SDV
SDV copied to clipboard
If there are many `NaNs`, conditional sampling sometimes fails (`GaussianCopulaSynthesizer`)
Environment Details
- SDV version: 1.2.1 (latest)
Error Description
Sometimes conditional sampling will fail with the GaussianCopulaSynthesizer, even though this is supposed to be very efficient. This occurs even if I remove all the constraints.
According to the docs, the Gaussian Copula is supposed to conditional sample directly by updating its mathematical formulas. There shouldn't be a reason why it would reject the created samples.
Root Cause
We identified the root cause to be the way we handle NaN values in numerical/datetime columns. If NaNs are possible in the conditioned columns and those columns are numerical/datetime, then there's a chance some sampled rows would get rejected.
- We forward transform the conditioned columns to fully numerical ones
- The Copula algorithm conditionally samples the remaining columns (directly using mathematical formulas). (Note that this step performs a matrix inversion, which can occasionally fail. Our exploration shows that it is not the leading cause of failure.)
- We reverse transform the output back into the original space
- We reject any rows that don't match the original conditions
The issues are in step 3 and 4:
- Step 3: The reverse transform can randomly add NaNs back in. (See FloatFormatter.) In this case, the conditioned column would no longer match the input.
- Step 4: If there is a NaN value in the conditioned columns, then this comparison fails during reject sampling. So 0 rows would be returned. At the very least, we should be able to fix this step easily.
Note that currently, we do not support passing in NaN conditions though there is an existing feature request for it in #695.
Workaround
Until we can accommodate this feature request, a workaround would be to update the preprocessing of your numerical/datetime columns -- especially the ones that you want to conditionally sample on later. For example, assume your real data has many columns and you like to conditionally sample specific ages and start dates in the synthetic data.
age | start_date | amt | gender | browser |
---|---|---|---|---|
32 | 2023-02-03 | 15.60 | F | Chrome |
46 | NaN | 90.00 | M | Firefox |
NaN | 2023-10-30 | 18.21 | M | Safari |
Then you'd do the following when training your synthesizer:
from sdv.single_table import GaussianCopulaSynthesizer
from rdt.transformers.numerical import FloatFormatter
from rdt.transformers.datetime import UnixTimestampEncoder
# create a synthesizer as usual with your metadata
synth = GaussianCopulaSynthesizer(metadata)
# update the preprocessing for numerical and datetime columns
# to have missing_value_generation='from_column' (instead of random)
synth.auto_assign_transformers(data)
synth.update_transformers({
'age': FloatFormatter(missing_value_generation='from_column', learn_rounding_scheme=True, enforce_min_max_values=True, ),
'start_date': UnixTimestampEncoder(missing_value_generation='from_column', enforce_min_max_values=True, datetime_format='%Y-%m-%d')
})
# now continue fitting your synthesizer
synth.fit(data)
Now, conditional sampling from these columns should be easier.
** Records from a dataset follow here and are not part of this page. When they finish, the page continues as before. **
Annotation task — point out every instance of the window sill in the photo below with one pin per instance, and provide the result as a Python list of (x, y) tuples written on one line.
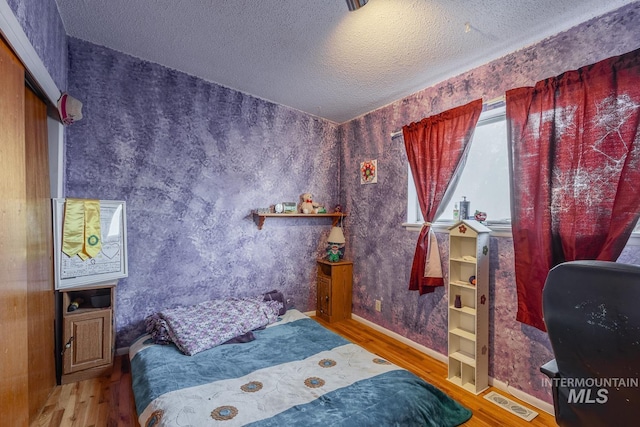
[(497, 230)]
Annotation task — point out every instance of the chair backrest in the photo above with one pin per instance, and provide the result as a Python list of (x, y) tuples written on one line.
[(592, 313)]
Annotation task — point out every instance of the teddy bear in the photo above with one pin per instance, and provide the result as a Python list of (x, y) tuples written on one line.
[(307, 205)]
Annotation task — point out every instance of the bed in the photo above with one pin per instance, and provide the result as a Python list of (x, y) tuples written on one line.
[(295, 372)]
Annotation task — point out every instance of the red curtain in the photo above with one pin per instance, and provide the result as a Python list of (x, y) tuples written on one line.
[(436, 148), (575, 164)]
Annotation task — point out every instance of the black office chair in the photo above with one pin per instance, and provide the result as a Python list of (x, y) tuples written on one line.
[(592, 313)]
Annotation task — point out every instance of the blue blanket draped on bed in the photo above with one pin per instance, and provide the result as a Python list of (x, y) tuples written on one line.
[(295, 372)]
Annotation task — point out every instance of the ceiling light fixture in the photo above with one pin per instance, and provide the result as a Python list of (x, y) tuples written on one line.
[(356, 4)]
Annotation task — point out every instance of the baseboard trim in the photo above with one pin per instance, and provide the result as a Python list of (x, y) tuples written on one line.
[(527, 398)]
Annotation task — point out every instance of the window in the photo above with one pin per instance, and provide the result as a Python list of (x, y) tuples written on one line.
[(485, 178)]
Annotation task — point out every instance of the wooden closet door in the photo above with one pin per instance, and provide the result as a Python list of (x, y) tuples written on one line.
[(40, 296), (14, 408)]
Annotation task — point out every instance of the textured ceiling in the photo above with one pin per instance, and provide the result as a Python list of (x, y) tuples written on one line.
[(316, 56)]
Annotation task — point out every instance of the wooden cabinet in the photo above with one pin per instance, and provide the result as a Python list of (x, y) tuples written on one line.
[(334, 286), (468, 310), (88, 332)]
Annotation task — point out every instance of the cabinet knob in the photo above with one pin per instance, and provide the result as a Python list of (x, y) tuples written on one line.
[(67, 346)]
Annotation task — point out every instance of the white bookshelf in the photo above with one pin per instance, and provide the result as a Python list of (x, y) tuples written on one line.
[(468, 327)]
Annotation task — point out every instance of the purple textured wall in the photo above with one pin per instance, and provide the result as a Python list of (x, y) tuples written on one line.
[(382, 250), (192, 159), (43, 26)]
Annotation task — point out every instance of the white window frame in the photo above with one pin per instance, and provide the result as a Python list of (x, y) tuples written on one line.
[(498, 229), (414, 216)]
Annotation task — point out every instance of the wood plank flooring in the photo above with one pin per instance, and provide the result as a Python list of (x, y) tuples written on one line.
[(108, 401)]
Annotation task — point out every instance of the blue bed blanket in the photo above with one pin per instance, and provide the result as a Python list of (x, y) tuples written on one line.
[(295, 372)]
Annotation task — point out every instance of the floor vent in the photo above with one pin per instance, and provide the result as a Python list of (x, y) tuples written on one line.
[(511, 406)]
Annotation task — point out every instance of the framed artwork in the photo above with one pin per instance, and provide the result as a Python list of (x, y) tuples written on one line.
[(369, 172)]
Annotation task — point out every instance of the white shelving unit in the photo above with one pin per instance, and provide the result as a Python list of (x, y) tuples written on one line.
[(469, 322)]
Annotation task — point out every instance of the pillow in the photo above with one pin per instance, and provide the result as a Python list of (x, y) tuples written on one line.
[(157, 328), (276, 296)]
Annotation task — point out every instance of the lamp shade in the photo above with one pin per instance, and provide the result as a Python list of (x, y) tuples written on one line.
[(355, 4), (336, 235)]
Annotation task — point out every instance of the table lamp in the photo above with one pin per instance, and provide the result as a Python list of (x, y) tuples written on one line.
[(335, 244)]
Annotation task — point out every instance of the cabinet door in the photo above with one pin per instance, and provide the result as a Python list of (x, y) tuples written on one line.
[(324, 295), (89, 336)]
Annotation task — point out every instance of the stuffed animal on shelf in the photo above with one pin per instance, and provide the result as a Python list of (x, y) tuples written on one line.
[(307, 205)]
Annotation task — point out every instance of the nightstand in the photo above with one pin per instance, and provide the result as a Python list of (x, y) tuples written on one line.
[(334, 287), (88, 339)]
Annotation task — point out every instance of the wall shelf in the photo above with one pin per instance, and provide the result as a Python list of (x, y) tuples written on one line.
[(259, 218)]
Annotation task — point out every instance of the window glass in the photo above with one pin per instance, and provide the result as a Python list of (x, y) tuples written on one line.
[(485, 178)]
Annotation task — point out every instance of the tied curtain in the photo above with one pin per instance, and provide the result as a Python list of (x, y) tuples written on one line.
[(437, 148), (575, 165)]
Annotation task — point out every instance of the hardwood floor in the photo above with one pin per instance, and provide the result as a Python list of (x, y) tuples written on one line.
[(108, 401)]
from sdv.sampling import Condition
my_condition = Condition(
num_rows=250,
column_values={'age': '30', 'start_date': '2023-01-01'}
)
synth.sample_from_conditions([my_condition])
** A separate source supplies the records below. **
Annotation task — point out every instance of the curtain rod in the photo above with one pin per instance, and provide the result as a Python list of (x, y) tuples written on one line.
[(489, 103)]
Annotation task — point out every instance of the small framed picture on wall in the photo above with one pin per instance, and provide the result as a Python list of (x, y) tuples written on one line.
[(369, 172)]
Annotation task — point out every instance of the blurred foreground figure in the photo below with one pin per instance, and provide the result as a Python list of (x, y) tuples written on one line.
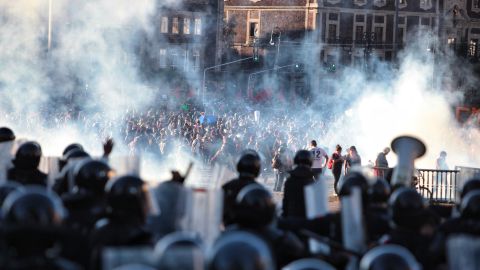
[(7, 138), (248, 167), (389, 257), (239, 250), (127, 210), (180, 250), (412, 224), (302, 175), (25, 170), (31, 228), (255, 212)]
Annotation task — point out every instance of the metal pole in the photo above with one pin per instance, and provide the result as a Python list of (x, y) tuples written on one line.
[(395, 30), (49, 38), (212, 67), (263, 71)]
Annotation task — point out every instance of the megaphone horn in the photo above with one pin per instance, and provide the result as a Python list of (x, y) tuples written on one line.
[(407, 149)]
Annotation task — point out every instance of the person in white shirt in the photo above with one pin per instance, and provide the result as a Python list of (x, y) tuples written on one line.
[(320, 159)]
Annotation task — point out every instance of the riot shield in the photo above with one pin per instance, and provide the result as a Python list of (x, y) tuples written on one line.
[(114, 257), (204, 213), (353, 224), (50, 166), (6, 156), (170, 199), (124, 165), (180, 250), (463, 252), (310, 264), (316, 205)]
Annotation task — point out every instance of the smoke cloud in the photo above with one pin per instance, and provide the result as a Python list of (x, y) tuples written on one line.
[(93, 67)]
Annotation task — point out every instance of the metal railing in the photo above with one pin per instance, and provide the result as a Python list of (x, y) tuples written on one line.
[(438, 185)]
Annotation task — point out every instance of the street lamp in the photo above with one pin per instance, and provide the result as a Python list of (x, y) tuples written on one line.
[(278, 44), (368, 40), (49, 37), (263, 71), (212, 67)]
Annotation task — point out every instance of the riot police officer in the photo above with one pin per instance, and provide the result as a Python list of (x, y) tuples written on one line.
[(248, 167), (293, 198), (127, 209), (61, 184), (412, 223), (241, 250), (25, 170), (6, 134), (32, 227), (389, 257), (86, 204), (255, 211)]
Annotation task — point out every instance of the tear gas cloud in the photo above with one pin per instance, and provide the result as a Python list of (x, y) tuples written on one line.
[(93, 66)]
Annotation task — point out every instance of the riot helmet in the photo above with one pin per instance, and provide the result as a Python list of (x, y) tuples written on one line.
[(471, 184), (28, 156), (33, 207), (249, 164), (72, 154), (354, 179), (7, 188), (91, 175), (180, 250), (379, 191), (389, 257), (6, 134), (308, 264), (254, 206), (127, 197), (406, 208), (470, 205), (240, 250), (303, 157)]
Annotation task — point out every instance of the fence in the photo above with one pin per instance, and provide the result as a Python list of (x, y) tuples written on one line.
[(438, 186)]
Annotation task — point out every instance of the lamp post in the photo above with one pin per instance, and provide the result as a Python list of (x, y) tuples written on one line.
[(263, 71), (278, 44), (368, 39), (212, 67), (49, 37)]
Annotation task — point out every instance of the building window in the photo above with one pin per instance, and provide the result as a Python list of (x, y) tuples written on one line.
[(253, 30), (360, 2), (379, 34), (163, 58), (333, 16), (401, 35), (379, 19), (425, 21), (425, 4), (198, 26), (472, 48), (164, 25), (402, 3), (379, 3), (175, 26), (476, 6), (196, 59), (359, 33), (332, 32), (186, 26)]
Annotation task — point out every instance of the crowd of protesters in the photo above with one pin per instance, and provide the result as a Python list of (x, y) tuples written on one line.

Note that your conditions cannot have NaN values (this feature is not currently supported).
Does this phenomenon also apply to CTGANSynthesizer?
Hi @limhasic this issue is only related to the GaussianCopulaSynthesizer because it is supposed to be very efficient at conditional sampling.
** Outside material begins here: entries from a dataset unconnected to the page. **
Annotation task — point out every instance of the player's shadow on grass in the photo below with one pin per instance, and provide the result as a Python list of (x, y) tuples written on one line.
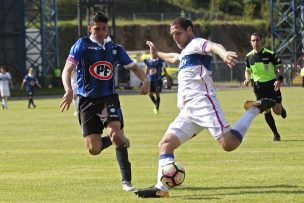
[(209, 193)]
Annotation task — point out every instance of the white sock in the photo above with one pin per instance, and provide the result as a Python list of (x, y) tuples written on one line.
[(4, 103), (164, 159), (242, 125)]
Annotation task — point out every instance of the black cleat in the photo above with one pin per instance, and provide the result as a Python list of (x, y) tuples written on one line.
[(264, 104), (283, 113), (151, 192), (276, 138)]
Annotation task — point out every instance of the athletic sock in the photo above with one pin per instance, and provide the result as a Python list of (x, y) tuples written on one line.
[(164, 159), (157, 102), (240, 128), (105, 142), (271, 123), (153, 99), (123, 161)]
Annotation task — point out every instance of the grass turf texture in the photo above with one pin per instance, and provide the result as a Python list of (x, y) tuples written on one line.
[(43, 156)]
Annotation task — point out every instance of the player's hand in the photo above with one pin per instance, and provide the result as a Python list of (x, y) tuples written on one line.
[(153, 49), (230, 58), (145, 87), (66, 100), (246, 82), (277, 85)]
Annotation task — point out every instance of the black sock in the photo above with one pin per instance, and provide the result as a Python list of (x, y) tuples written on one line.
[(153, 99), (271, 123), (157, 102), (105, 142), (123, 161)]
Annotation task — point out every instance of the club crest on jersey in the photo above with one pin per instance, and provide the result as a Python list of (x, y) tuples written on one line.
[(102, 70)]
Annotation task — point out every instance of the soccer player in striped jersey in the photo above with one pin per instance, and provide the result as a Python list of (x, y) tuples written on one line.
[(95, 58), (154, 69)]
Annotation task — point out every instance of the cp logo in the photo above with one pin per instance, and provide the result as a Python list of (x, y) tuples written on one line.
[(102, 70)]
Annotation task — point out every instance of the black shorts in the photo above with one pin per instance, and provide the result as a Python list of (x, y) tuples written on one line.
[(266, 90), (156, 85), (95, 113)]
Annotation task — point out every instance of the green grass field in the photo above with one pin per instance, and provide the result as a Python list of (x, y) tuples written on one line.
[(43, 157)]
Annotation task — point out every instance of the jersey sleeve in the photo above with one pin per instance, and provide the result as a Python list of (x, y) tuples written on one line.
[(276, 60), (76, 52), (124, 58)]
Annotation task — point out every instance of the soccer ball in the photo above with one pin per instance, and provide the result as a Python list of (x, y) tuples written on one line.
[(173, 174)]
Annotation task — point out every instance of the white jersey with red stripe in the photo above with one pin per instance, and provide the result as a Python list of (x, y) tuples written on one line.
[(199, 107), (195, 73)]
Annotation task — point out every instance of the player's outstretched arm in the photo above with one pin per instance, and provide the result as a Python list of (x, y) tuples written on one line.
[(66, 81), (229, 57), (168, 57)]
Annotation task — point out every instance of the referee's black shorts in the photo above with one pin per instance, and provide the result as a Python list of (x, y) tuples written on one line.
[(266, 90), (95, 113)]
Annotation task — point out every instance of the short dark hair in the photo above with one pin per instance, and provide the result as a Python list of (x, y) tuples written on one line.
[(99, 17), (183, 22), (256, 34)]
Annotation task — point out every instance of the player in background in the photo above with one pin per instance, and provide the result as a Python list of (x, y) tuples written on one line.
[(266, 70), (30, 82), (5, 82), (199, 107), (74, 88), (95, 57), (154, 67)]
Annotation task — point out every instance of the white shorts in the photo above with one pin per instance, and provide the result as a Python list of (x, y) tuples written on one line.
[(5, 91), (196, 115)]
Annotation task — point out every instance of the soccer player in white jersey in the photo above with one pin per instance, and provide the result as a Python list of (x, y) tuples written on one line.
[(5, 81), (199, 107)]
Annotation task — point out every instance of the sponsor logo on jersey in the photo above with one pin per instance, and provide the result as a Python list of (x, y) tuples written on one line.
[(102, 70)]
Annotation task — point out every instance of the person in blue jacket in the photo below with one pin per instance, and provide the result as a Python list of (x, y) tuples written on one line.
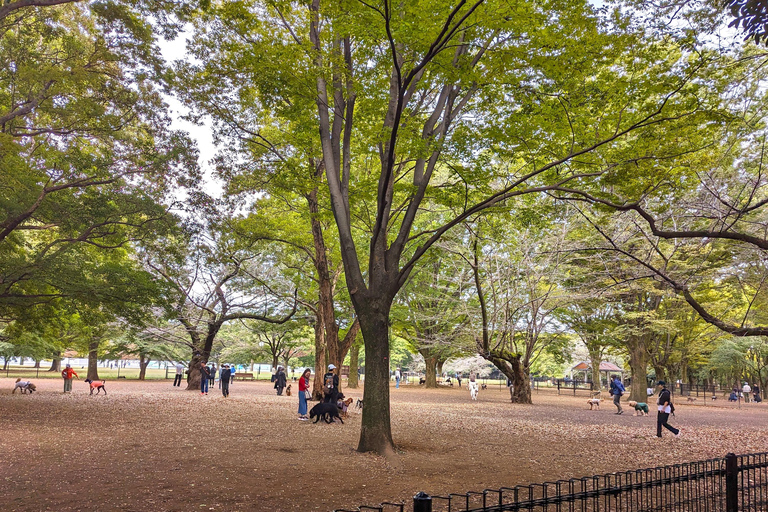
[(617, 389)]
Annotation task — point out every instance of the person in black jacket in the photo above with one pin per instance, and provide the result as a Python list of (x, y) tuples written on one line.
[(224, 380), (204, 374), (330, 385), (665, 409), (280, 380)]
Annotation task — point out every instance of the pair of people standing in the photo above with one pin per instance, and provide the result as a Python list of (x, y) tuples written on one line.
[(617, 390)]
Any other type of synthesizer -- including CTGANSynthesizer -- it not as efficient for conditional sampling to begin with, and there is no promise of being able to deliver on all the conditions. If your project relies on conditional sampling, I'd strongly recommend using GaussianCopulaSynthesizer.
For more info, please check out our Troubleshooting page for conditional sampling. Thanks.